GERALD CLAYTON MULLER,
Defendant-Appellant.
________________________________________________________________
Appeal from the Iowa District Court for Tama County, Patrick R. Grady,
Judge.
Appellant appeals his conviction for operating while intoxicated (OWI), and
asserts that he was denied his right to a speedy trial.
REVERSED AND
REMANDED.
D. Raymond Walton, Waterloo, for appellant.
Thomas J. Miller, Attorney General, Karen Doland, Assistant Attorney
General, and Brent D. Heeren, County Attorney, for appellee.

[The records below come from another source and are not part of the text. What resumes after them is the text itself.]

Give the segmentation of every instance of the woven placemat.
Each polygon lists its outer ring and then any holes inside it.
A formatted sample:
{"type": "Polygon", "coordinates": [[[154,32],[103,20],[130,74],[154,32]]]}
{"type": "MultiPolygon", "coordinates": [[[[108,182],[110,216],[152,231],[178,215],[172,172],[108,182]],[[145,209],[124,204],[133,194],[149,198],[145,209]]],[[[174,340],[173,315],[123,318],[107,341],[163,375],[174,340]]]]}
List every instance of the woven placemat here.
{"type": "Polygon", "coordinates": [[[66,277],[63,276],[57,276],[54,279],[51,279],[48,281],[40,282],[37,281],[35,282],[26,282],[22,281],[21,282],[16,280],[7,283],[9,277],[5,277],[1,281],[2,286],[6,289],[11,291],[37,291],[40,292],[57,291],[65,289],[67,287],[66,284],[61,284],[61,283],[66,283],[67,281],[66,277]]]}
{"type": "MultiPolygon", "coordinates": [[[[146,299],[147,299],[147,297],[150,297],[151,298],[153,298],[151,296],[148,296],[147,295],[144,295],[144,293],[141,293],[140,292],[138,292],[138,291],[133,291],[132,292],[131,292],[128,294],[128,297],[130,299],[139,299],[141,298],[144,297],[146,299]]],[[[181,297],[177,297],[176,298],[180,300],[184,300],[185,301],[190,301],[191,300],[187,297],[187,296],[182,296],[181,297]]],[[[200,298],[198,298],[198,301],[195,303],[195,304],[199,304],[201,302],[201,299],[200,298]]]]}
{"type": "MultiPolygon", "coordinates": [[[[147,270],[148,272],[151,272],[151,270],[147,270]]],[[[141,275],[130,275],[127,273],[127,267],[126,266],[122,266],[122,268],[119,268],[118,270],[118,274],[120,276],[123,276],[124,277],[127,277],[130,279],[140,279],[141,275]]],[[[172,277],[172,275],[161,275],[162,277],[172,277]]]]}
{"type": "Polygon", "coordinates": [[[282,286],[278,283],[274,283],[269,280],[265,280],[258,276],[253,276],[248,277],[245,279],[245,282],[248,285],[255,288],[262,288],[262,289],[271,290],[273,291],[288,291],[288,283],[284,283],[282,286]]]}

Considered by Sackett, C.J., and Vogel and Miller, JJ. Potterfield, J. takes
no part.
2
VOGEL, J.
After a trial on the minutes of testimony, Gerald Muller appeals his
conviction for operating while intoxicated (OWI), in violation of Iowa Code section
321J.2 (2007). He asserts the district court should have granted his motion to
dismiss, as he was denied his right to a speedy trial. We agree and reverse.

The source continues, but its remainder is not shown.